Master Edward came home from Blackheath soon after six, and brought a new subject for consideration. He had enjoyed a good day in watching Kent play, and Kent had done well; in my room he rattled off the figures exultantly. Humphreys 45, Hardinge 86, Seymour 66, A.P. Day 55 and so on; three hundred and forty-nine in all. "Let's see Surrey beat that!" he remarked, defiantly. The boy took the brass shovel from the empty fire-place, and described some of the most important hits of the game. I reminded him of his own score of twenty-five, not out, performed on the ground of his boarding school at Westgate, and we had a serious talk concerning the wise life to lead: Master Edward thought mere education was very much over-rated, and declared he would rather be Mr. Troughton, captain of Kent, than a science master at a college. I was unable to go all the way with him, and suggested, as a compromise, that games should be cultivated in moderation.

"But you see, my tall old bird," he said, persuasively, "you're only a woman. I don't say you can't throw a ball in straight, because, as it happens, it's one of the things you can just manage to do; but apart from that—Realise what I mean, don't you?"
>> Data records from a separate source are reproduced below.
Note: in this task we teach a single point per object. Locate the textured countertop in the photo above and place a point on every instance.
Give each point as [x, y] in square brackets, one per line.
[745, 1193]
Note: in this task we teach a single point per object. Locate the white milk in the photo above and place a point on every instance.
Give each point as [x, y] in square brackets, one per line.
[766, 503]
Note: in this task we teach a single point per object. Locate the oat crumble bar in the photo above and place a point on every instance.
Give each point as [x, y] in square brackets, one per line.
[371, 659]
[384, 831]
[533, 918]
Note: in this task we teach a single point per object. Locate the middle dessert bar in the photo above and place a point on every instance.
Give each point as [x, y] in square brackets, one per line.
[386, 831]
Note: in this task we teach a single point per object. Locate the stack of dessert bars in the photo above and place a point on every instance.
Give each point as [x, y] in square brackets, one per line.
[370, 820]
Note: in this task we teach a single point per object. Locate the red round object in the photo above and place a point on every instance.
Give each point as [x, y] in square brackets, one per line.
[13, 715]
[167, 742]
Contention about the route came up again at dinner, when Mr. Hillier took the foot of the table, crumbling his bread in the absent-minded manner he had recently adopted. Sometimes the evening meal went through, I noticed, without a syllable from him, and when the savoury came he would give a nod of apology to his wife, and go off to his workshop at the back of the house. On this particular Thursday night he was cross-examined by Miss Muriel with severity concerning the question of tickets, and he admitted he had not yet secured them. Miss Muriel gave a picture of the rush, and tumult, and hurry-scurry at the station; the most cheerful detail seemed to be that father would undoubtedly be left behind. I was absent from the dining room in order to see that his two pipes were filled, that, in the study, the cigars set out in case any one should call; the liqueur stand had to be replenished, and I suppose ten minutes had gone when I returned. I found everyone talking—excepting, of course, the master—everyone shouting at the top of the voice, everyone begging the others to be silent.
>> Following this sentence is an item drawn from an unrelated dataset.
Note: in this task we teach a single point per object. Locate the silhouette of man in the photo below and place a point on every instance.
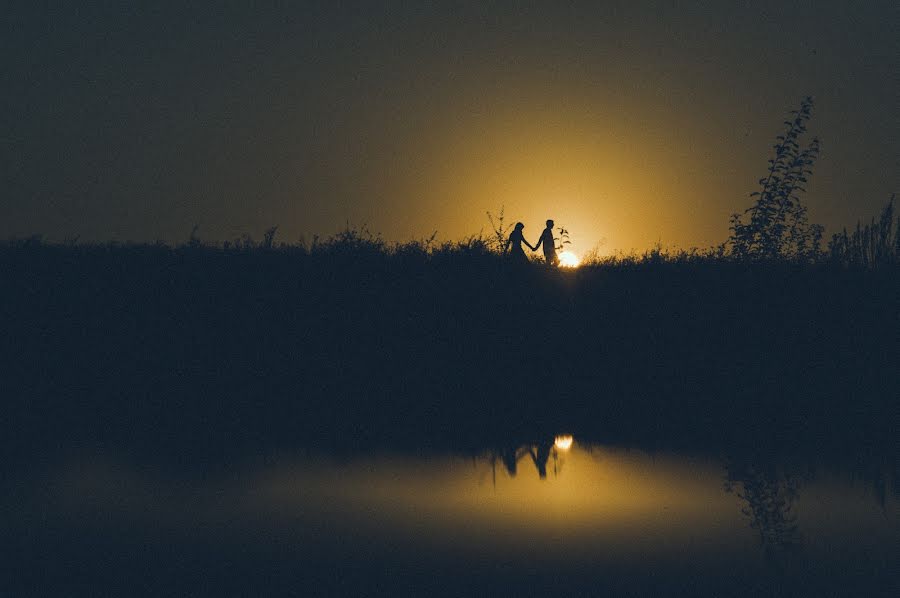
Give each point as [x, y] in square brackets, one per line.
[517, 254]
[549, 244]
"Weston," said Mrs. Hillier. ("Keep quiet, all of you. Impossible to hear oneself speak with all this din going on. Edward, I forbid you to say another word. Muriel, I'm surprised at you.) Weston, I want to ask you something." She rapped her forehead with her knuckles. "So much chatter that it's no wonder thoughts go out of my head." The rest declined to give the cue. "Oh, I remember. Have you heard any rumours about trouble on the Continent?"